A balanced, go-slow approach could ease this investor's fears

Your Money

September 11, 2005|By Humberto Cruz

Q. I am a single, 32-year-old female and know I should be investing in stocks for my long-term goals, including retirement. I've managed to save $30,000, but I keep it all in the bank because I am afraid to put the money into stocks or mutual funds. How can I overcome this fear? Do you have any suggestions for me?

A. From the many letters and e-mails I get, I assure you that your fear is not uncommon. And after the 2000-2002 bear market, a healthy respect for risk is not a bad thing.

Your e-mail tells me you understand that if you invest too cautiously you may not accumulate the money you need to meet your goals.

I will offer a few ideas:

First, start slowly. Invest a little at a time, such as taking $1,000 from your savings every month to put into the market.
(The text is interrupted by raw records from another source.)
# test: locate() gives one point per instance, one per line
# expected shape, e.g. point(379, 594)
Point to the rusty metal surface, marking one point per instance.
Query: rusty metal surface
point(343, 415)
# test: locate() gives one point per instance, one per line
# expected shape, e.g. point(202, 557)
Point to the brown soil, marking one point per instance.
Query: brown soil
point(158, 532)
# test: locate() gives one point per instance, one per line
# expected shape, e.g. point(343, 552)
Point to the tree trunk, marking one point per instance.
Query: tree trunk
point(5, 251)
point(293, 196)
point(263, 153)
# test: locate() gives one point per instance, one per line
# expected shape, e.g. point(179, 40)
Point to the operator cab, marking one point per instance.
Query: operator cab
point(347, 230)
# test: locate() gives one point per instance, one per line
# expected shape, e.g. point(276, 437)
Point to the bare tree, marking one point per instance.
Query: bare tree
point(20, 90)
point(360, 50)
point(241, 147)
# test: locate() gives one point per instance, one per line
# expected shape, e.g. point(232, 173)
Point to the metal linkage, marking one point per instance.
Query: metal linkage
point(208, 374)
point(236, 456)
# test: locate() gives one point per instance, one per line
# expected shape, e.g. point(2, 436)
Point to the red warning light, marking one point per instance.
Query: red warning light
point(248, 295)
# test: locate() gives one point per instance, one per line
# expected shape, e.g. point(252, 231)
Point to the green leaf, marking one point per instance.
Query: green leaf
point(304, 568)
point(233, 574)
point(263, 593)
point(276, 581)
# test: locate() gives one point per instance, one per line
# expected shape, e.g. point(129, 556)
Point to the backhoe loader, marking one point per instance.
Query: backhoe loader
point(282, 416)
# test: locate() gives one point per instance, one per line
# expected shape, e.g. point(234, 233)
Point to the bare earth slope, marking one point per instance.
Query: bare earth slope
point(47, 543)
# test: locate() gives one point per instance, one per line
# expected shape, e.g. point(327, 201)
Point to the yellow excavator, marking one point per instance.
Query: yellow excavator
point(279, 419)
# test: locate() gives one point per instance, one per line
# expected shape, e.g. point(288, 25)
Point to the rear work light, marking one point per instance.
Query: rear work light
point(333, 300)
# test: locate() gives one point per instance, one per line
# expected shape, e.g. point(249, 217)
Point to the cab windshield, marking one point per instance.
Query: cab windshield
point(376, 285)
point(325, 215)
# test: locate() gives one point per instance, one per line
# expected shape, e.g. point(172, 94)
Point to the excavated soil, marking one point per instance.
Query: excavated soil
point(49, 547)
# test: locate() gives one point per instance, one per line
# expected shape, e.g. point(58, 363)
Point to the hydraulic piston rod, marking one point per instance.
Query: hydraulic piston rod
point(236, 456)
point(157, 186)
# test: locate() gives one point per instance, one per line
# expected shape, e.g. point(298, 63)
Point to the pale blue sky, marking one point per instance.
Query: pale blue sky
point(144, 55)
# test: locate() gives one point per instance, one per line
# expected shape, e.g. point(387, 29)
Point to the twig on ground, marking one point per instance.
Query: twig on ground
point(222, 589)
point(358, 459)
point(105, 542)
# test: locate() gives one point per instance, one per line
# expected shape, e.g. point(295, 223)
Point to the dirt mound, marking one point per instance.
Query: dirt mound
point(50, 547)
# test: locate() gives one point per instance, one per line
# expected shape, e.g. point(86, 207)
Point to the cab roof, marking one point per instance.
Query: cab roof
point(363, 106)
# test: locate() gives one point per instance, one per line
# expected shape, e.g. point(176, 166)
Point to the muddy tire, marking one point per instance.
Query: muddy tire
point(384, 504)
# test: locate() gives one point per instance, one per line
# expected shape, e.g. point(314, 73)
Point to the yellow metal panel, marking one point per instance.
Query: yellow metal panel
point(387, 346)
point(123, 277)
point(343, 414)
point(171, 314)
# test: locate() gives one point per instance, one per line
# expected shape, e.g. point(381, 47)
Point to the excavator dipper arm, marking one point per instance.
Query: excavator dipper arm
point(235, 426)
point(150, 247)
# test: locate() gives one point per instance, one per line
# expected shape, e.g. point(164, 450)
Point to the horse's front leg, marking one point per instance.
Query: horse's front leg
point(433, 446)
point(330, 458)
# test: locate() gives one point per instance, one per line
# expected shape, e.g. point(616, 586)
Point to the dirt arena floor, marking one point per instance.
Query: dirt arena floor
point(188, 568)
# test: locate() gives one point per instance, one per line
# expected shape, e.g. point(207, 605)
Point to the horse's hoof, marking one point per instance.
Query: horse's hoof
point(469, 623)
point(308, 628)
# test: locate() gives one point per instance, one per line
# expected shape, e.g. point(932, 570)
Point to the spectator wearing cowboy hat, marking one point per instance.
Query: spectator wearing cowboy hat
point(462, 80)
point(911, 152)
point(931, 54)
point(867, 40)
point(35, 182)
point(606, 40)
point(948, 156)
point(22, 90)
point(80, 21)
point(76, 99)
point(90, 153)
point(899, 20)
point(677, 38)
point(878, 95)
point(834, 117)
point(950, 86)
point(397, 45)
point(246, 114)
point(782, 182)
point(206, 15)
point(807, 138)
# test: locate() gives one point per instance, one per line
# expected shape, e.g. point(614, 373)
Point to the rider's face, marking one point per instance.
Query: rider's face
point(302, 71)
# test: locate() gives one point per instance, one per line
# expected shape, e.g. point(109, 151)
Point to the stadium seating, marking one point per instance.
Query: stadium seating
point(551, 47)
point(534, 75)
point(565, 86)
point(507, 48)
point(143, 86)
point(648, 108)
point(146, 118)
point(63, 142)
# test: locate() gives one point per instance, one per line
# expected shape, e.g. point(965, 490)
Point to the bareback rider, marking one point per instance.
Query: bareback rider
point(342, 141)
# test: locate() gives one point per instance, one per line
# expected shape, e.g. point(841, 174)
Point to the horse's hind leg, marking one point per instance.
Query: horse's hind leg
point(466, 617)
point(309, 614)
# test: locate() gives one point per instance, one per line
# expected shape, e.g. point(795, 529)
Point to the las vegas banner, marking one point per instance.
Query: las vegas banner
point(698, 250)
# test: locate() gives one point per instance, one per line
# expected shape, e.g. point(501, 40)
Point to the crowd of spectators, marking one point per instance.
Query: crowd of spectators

This "dollar-cost-averaging" technique won't guarantee you a profit and may not make you as much money as investing the $30,000 at once. But it will avoid the risk of putting it all into the market just before a big decline, and it guarantee you will be buying more shares when prices are down and fewer when prices are up.

Invest in no-load, low-cost, diversified stock mutual funds.

No-load, low-cost mutual funds are arguably the best vehicle for this purpose because you can get broad diversification while investing relatively modest amounts each month without brokerage commissions or purchase fees. To learn about funds and search for those that require small investments to get started, check the Web site of the Mutual Fund Education Alliance at www.mfea.com.

If even this go-slow approach makes you nervous, start with a "balanced" fund rather than a stock fund. Balanced funds typically split stock and bond holdings about 60-40.

Many financial advisers insist you are better off setting and controlling your own allocation - for example, putting 60 percent in a stock fund and 40 percent in a bond fund, or whatever other percentage you decide.

With a balanced fund, you see only the relatively modest price fluctuation of that fund. With separate stock and bond funds, you become aware of the greater volatility of the stock fund.

Some investors, even if they know better intellectually, lose sight of the overall picture and find themselves losing sleep over the volatile part of their portfolio. That happened to a client of Sam X Renick, a former financial adviser and the founder of The It's A Habit! Co. in Los Angeles, which produces and sells books, music discs and other products designed to encourage children to save.

Coincidentally, this woman decided to put $30,000 into the market, the same amount you have. But even though the $30,000 in this case represented a small fraction of her net worth, "it became the entire focus of her attention and would actually get her sick watching it go up and down," Renick said. "After a few months, we got her out of the market. Psychologically, physically and emotionally, it just wasn't right for her."

Two other approaches might make more sense once you have accumulated a bigger nest egg:

One is to keep your current principal safe and invest only the interest. At 3 percent interest, a rate many federally insured banks are paying, your $30,000 would generate enough interest to satisfy the minimum monthly investment required by some mutual funds in lieu of a larger initial investment.

Or you could set up your investments so that at the end of a specified period you'll have at least your original principal.

For example, you could take $24,658 out of your $30,000 and buy a five-year certificate of deposit paying 4 percent a year. Use the remaining $5,342 to invest in a diversified stock mutual fund. Even if you lost your entire fund investment (barring the end of the world, that would be just about impossible), the money in the CD would have grown back to $30,000 in five years.